One exception is the JGsoft engine. The JGsoft engine advances one character after a zero-length match, like most engines do. But it has an extra rule to skip zero-length matches at the position where the previous match ended, so you can never have a zero-length match immediately adjacent to a non-zero-length match. In our example the JGsoft engine only finds two matches: the zero-length match at the start of the string, and 1.

Python 3.6 and prior advance after zero-length matches. The gsub() function to search-and-replace skips zero-length matches at the position where the previous non-zero-length match ended, but the finditer() function returns those matches. So a search-and-replace in Python gives the same results as the Just Great Software applications, but listing all matches adds the zero-length match at the end of the string.

Python 3.7 changed all this. It handles zero-length matches like Perl. gsub() does now replace zero-length matches that are adjacent to another match. This means regular expressions that can find zero-length matches are not compatible between Python 3.7 and prior versions of Python.
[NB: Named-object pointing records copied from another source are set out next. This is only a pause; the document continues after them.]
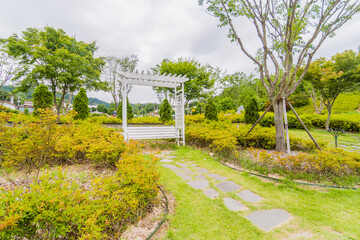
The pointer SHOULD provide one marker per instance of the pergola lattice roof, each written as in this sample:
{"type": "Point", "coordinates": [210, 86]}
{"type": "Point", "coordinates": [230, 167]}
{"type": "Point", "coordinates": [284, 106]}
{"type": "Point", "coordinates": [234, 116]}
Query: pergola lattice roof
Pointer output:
{"type": "Point", "coordinates": [155, 80]}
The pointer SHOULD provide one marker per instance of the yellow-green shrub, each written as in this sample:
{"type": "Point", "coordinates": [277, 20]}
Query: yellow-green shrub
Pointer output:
{"type": "Point", "coordinates": [58, 208]}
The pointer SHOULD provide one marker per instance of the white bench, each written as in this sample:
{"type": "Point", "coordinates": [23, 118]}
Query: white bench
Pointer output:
{"type": "Point", "coordinates": [152, 132]}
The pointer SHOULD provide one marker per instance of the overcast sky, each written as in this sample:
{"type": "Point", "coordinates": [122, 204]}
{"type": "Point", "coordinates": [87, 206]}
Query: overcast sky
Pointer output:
{"type": "Point", "coordinates": [151, 29]}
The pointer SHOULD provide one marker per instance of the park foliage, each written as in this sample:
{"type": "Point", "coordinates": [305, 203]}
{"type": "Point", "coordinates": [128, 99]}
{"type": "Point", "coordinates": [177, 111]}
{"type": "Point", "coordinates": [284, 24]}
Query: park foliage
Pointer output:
{"type": "Point", "coordinates": [54, 206]}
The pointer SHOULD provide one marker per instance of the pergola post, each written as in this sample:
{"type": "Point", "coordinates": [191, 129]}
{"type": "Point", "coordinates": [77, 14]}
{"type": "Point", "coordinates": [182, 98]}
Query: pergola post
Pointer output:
{"type": "Point", "coordinates": [124, 110]}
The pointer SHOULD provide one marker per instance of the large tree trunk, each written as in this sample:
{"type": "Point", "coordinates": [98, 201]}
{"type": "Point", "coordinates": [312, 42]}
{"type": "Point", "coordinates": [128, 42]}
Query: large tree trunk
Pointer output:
{"type": "Point", "coordinates": [327, 124]}
{"type": "Point", "coordinates": [279, 125]}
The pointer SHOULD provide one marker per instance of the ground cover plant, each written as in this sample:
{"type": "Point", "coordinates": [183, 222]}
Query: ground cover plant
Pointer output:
{"type": "Point", "coordinates": [53, 206]}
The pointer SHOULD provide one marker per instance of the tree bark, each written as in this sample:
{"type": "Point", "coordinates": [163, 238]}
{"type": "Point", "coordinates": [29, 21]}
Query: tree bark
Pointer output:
{"type": "Point", "coordinates": [327, 124]}
{"type": "Point", "coordinates": [279, 125]}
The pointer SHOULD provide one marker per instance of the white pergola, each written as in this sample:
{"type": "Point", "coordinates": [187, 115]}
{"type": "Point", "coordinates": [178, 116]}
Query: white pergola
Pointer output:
{"type": "Point", "coordinates": [155, 80]}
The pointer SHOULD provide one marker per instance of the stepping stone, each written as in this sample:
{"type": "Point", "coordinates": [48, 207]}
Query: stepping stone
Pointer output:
{"type": "Point", "coordinates": [233, 205]}
{"type": "Point", "coordinates": [198, 184]}
{"type": "Point", "coordinates": [269, 219]}
{"type": "Point", "coordinates": [170, 166]}
{"type": "Point", "coordinates": [217, 177]}
{"type": "Point", "coordinates": [188, 172]}
{"type": "Point", "coordinates": [202, 170]}
{"type": "Point", "coordinates": [200, 177]}
{"type": "Point", "coordinates": [182, 164]}
{"type": "Point", "coordinates": [249, 196]}
{"type": "Point", "coordinates": [166, 160]}
{"type": "Point", "coordinates": [211, 193]}
{"type": "Point", "coordinates": [228, 186]}
{"type": "Point", "coordinates": [184, 176]}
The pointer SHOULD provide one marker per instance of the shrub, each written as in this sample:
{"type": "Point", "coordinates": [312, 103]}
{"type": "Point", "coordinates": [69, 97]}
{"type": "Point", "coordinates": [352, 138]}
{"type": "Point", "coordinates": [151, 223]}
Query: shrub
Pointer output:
{"type": "Point", "coordinates": [165, 111]}
{"type": "Point", "coordinates": [81, 105]}
{"type": "Point", "coordinates": [251, 112]}
{"type": "Point", "coordinates": [210, 111]}
{"type": "Point", "coordinates": [58, 208]}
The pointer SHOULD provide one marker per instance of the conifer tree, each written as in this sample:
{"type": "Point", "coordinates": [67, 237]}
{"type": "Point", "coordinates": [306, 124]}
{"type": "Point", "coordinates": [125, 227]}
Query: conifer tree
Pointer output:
{"type": "Point", "coordinates": [165, 111]}
{"type": "Point", "coordinates": [130, 114]}
{"type": "Point", "coordinates": [251, 111]}
{"type": "Point", "coordinates": [210, 110]}
{"type": "Point", "coordinates": [42, 97]}
{"type": "Point", "coordinates": [81, 105]}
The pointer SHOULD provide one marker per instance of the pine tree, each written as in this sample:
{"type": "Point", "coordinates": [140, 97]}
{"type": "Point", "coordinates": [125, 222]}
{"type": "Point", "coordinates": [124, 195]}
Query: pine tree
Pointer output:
{"type": "Point", "coordinates": [81, 105]}
{"type": "Point", "coordinates": [42, 97]}
{"type": "Point", "coordinates": [210, 111]}
{"type": "Point", "coordinates": [130, 114]}
{"type": "Point", "coordinates": [165, 111]}
{"type": "Point", "coordinates": [251, 112]}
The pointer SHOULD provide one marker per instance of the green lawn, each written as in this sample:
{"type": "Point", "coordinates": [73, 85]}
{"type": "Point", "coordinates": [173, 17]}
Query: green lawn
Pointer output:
{"type": "Point", "coordinates": [348, 141]}
{"type": "Point", "coordinates": [324, 213]}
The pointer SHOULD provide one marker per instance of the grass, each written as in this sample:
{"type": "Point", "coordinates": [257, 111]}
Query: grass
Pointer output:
{"type": "Point", "coordinates": [348, 141]}
{"type": "Point", "coordinates": [325, 213]}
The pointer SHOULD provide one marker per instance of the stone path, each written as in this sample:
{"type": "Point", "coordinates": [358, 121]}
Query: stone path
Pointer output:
{"type": "Point", "coordinates": [202, 179]}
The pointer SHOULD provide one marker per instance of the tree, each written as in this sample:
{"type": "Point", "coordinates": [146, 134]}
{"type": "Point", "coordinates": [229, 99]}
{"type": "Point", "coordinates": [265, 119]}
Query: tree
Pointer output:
{"type": "Point", "coordinates": [102, 108]}
{"type": "Point", "coordinates": [241, 88]}
{"type": "Point", "coordinates": [201, 78]}
{"type": "Point", "coordinates": [129, 115]}
{"type": "Point", "coordinates": [333, 76]}
{"type": "Point", "coordinates": [8, 65]}
{"type": "Point", "coordinates": [251, 112]}
{"type": "Point", "coordinates": [225, 104]}
{"type": "Point", "coordinates": [42, 97]}
{"type": "Point", "coordinates": [210, 110]}
{"type": "Point", "coordinates": [290, 33]}
{"type": "Point", "coordinates": [165, 111]}
{"type": "Point", "coordinates": [51, 57]}
{"type": "Point", "coordinates": [112, 74]}
{"type": "Point", "coordinates": [81, 105]}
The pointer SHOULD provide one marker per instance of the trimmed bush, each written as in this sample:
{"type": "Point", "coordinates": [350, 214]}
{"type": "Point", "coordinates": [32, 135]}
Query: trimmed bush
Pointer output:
{"type": "Point", "coordinates": [251, 112]}
{"type": "Point", "coordinates": [210, 111]}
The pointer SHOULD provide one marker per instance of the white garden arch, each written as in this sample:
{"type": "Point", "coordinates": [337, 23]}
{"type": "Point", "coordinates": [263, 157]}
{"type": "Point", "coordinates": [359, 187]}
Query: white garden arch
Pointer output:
{"type": "Point", "coordinates": [155, 80]}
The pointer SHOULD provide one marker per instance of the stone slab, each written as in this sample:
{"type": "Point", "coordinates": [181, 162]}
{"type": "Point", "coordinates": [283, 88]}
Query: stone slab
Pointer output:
{"type": "Point", "coordinates": [249, 196]}
{"type": "Point", "coordinates": [211, 193]}
{"type": "Point", "coordinates": [188, 172]}
{"type": "Point", "coordinates": [269, 219]}
{"type": "Point", "coordinates": [182, 164]}
{"type": "Point", "coordinates": [166, 160]}
{"type": "Point", "coordinates": [228, 186]}
{"type": "Point", "coordinates": [202, 170]}
{"type": "Point", "coordinates": [198, 184]}
{"type": "Point", "coordinates": [184, 176]}
{"type": "Point", "coordinates": [217, 177]}
{"type": "Point", "coordinates": [170, 166]}
{"type": "Point", "coordinates": [233, 205]}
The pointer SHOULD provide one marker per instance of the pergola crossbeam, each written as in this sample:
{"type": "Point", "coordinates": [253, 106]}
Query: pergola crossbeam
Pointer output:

PCRE 8.00 and later and PCRE2 handle zero-length matches like Perl by backtracking. They no longer advance one character after a zero-length match like PCRE 7.9 used to do.

The regexp functions in R and PHP are based on PCRE, so they avoid getting stuck on a zero-length match by backtracking like PCRE does. But the gsub() function to search-and-replace in R also skips zero-length matches at the position where the previous non-zero-length match ended, like gsub() in Python 3.6 and prior does. The other regexp functions in R and all the functions in PHP do allow zero-length matches immediately adjacent to non-zero-length matches, just like PCRE itself.

Caution for Programmers

A regular expression such as $ all by itself can find a zero-length match at the end of the string. If you would query the engine for the character position, it would return the length of the string if string indexes are zero-based, or the length+1 if string indexes are one-based in your programming language. If you would query the engine for the length of the match, it would return zero.

What you have to watch out for is that String[Regex.MatchPosition] may cause an access violation or segmentation fault, because MatchPosition can point to the void after the string. This can also happen with ^ and ^$ in multi-line mode if the last character in the string is a newline.